Key Takeaways

  • Developed market consumers have proven resilient despite significant monetary policy tightening. We decompose consumption into income and savings to understand the vulnerability of consumers to changes in interest rates and the macro environment.  

  • Income dynamics, despite becoming more favourable as headline inflation falls, should be negatively impacted by rising debt servicing costs and slowing wage growth. 

  • For consumers in economies with mortgages that are fixed for longer periods, like the US, the pass-through of higher rates remains tempered. But Australia, Canada, the UK, and Sweden will see more households refinancing at higher rates, weighing on disposable incomes. 

  • On the savings side, consumers have drawn down pandemic-era savings to differing degrees to support consumption.
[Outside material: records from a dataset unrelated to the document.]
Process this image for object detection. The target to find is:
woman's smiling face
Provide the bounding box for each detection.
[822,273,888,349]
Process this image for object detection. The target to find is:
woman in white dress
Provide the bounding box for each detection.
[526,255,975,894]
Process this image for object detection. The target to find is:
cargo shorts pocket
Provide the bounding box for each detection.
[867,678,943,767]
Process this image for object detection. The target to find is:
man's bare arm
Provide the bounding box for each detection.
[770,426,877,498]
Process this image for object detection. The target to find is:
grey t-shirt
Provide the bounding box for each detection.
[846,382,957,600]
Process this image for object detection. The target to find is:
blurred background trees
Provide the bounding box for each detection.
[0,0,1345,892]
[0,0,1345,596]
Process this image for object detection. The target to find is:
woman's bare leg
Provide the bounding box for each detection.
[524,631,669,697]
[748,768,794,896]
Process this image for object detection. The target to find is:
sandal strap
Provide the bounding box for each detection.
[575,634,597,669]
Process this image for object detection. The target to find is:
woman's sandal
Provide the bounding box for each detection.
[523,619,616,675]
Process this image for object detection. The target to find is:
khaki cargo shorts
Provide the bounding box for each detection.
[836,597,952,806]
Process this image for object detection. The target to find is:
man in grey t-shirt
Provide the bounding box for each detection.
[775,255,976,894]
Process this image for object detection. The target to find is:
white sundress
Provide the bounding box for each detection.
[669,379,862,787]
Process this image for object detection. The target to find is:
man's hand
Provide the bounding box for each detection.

In Australia, the US and Sweden we estimate that excess savings are nearly depleted, but the Eurozone, UK and Canada retain big overhangs.

  • Savings decisions going forward will impact the share of income left for households to spend. Higher returns on savings and expectations of a slowing economy could cause households to increase saving rates. 

  • Sweden is looking vulnerable already, but high levels of debt in Australia and Canada, and mortgage headwinds for already constrained UK consumers should see pullbacks in spending in these regions too. Although sheltered to some degree from mortgage market dynamics, the resumption of student loan repayments as well as a slowing labour market should temper US consumption.